The council has held and organised a range of public forums for discussing historical issues. In November 2011 as part of the council's campaign surrounded the Perth waterfront redevelopment the council held the "More than grass: exploring the Esplanade" forum to discuss the historical significance of the area. In the same year the council also hosted a forum focused on the Australian Curriculum Framework to plan an Australian history curriculum for students from primary school up to year 10.

== Publications ==
The Council first published a newsletter for its member in December 2003, which summarised the activities of the organisation since its formation earlier that year. From 2005 onwards the council has published a seasonal newsletter for its members, typically including a summary of the organisation's recent activities, planned events such as seminars and social gatherings, updates from committee meetings, and information about recent campaigning and advocacy efforts.

Following its AGM the council publishes the president's report, also referred to in some years as the annual report. The report lists the elected committee members for the following 12-month term and contain a summary of the previous year's relevant activities. It includes a description of the future goals of the council, and indicates how it plans to achieve them.

== Funding ==
The funding of the council is primarily sourced from annual membership fees, grants, and fundraisers.
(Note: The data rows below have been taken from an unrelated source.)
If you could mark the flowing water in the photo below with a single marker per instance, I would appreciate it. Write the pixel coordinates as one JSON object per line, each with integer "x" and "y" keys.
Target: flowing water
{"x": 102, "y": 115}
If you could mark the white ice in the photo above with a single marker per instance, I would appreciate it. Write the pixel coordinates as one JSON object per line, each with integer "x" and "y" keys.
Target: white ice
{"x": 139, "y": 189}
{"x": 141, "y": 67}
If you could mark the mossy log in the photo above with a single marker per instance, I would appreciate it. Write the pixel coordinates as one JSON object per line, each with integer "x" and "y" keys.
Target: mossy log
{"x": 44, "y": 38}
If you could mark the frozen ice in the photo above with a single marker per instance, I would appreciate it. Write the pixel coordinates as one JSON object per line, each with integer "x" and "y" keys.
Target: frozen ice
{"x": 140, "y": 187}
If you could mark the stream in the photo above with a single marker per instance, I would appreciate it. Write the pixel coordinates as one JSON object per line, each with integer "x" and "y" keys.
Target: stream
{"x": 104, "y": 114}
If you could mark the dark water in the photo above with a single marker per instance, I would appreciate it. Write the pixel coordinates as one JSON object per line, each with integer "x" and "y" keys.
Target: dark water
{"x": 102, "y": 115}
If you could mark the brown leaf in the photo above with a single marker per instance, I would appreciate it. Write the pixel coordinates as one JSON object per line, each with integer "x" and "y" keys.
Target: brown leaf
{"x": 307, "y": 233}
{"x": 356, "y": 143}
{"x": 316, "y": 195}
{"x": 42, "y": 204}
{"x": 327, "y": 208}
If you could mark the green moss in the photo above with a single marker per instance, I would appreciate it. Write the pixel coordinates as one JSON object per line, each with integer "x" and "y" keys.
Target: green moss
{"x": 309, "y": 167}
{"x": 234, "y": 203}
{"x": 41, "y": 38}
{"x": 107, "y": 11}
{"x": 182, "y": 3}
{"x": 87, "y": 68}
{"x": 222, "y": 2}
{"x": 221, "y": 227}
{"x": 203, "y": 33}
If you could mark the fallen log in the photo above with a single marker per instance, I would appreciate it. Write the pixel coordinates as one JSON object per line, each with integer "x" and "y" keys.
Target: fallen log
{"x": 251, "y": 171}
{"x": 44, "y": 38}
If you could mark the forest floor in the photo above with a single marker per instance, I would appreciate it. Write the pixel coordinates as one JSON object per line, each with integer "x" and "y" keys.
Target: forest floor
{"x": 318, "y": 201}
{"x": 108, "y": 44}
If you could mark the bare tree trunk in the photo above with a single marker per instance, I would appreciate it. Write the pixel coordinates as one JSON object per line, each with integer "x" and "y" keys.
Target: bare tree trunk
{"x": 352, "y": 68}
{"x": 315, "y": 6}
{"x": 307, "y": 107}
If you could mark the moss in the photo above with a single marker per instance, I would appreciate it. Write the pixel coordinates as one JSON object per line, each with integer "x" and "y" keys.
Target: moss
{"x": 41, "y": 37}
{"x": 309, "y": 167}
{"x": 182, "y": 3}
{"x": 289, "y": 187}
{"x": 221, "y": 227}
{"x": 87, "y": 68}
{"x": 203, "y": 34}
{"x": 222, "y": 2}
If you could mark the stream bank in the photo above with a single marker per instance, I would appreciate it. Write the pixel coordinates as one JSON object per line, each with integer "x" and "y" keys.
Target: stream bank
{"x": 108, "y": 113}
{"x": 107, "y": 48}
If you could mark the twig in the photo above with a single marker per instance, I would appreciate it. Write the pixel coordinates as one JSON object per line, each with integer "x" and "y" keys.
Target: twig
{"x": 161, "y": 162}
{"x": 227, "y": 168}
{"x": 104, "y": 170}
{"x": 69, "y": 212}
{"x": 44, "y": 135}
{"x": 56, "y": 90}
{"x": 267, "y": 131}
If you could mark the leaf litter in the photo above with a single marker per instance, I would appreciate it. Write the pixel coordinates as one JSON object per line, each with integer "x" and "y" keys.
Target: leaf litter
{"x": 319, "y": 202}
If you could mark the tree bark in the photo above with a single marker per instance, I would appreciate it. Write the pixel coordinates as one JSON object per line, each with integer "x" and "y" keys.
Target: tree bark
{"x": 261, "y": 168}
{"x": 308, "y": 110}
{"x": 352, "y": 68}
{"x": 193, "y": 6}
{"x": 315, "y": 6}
The foundation of the council was initially supported by a $25,000 grant from the Western Australian History Foundation in 2004. The council has received several grants from the Western Australian History Foundation since its establishment, including: a 2012 grant received to support the Councils organisational activities, grants of $6000 in 2013 and $6000 in 2014 to support the employment of the executive assistant position, and in 2017 for the purposes of redeveloping the organisations website and newsletter. Although in 2017 the council's application for a grant for the funding of the executive officer position was rejected and as of June 2017 the position was removed from the council.

The council has also received grants from Lotterywest in 2014, totalling $5250, which enabled it to hire a consultant for strategic planning purposes.